Independent research consistently discredits the so-called “gender pay gap.” The most professional and comprehensive study ever made of the pay differences between men and women in the workforce was conducted under contract with the U.S. Department of Labor in January 2009. The study examined dozens of academic and government studies and applied new statistical tools to identify and measure all the variables involved in wage differentials. The report concludes that:
“There are observable differences in the attributes of men and women that account for most of the wage gap. Statistical analysis that includes those variables has produced results that collectively account for between 65.1 and 76.4 percent of a raw gender wage gap of 20.4 percent, and thereby leave an adjusted gender wage gap that is between 4.8 and 7.1 percent.”
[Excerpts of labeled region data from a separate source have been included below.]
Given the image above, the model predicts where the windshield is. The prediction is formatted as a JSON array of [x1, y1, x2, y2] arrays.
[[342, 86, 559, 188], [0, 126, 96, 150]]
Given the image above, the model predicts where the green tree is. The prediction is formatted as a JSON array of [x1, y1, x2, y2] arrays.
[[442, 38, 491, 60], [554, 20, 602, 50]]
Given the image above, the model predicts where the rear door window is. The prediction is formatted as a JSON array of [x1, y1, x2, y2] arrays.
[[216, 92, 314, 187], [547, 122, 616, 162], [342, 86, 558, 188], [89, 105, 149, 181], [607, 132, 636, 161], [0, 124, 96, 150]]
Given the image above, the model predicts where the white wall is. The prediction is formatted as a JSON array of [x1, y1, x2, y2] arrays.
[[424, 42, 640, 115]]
What an individual earns is subject to many variables. Occupation, education, capital development, work experience, number of hours worked, negotiation skills, career interruptions, motherhood, industry, health insurance, retirement and other fringe benefits — are important factors in an employee’s compensation package.
Of course, a wage gap of 4.8% or 7.1% is not as dramatic or scandalous as an alleged 20% gap, so the commission consistently ignored such findings.
Other independent studies confirm that the 20% gap is a myth. In 2012 the journal Proceedings of the National Academy of Sciences of the United States of America published a report concluding that sex discrimination plays a very minor role, if any, in those disparities. And the 2011 White House report, “Women in America,” revealed that on average, women work only 89% as many hours weekly as men, as confirmed by U.S. Census Bureau data.
That’s just some of the research rebutting the myth that there are huge gender pay disparities in the U.S. workforce, and that those disparities are mainly due to sex discrimination. Of course, anti-business advocacy groups will continue to cite and publish misleading reports, comparing apples to kumquats, to keep the myth of systemic gender bias alive. But does Colorado really need a permanent commission perpetuating such myths as well?
It was reported recently that during the period Hillary Clinton was in the U.S, Senate, she paid her female staff 72 cents for every dollar paid to her male staff. Does that convict Clinton of gender discrimination? Of course not. Such numbers are meaningless and we ought to stop using them.
Sadly, from its inception back in 2007 as an ad hoc body created by the Ritter administration, the Pay Equity Commission has never been dedicated to nonpartisan research and educational outreach. Instead, it has been devoted to anti-business propaganda.
The Colorado general assembly will do all Coloradans a big favor if it lets the Colorado Pay Equity Commission ride off into the sunset.
Patti Kurgan is a former member of the Pay Equity Commission and CEO of AstroLogistics. Senator Vicki Marble is a small business owner and represents SD 23 in Broomfield, Larimer and Weld Counties.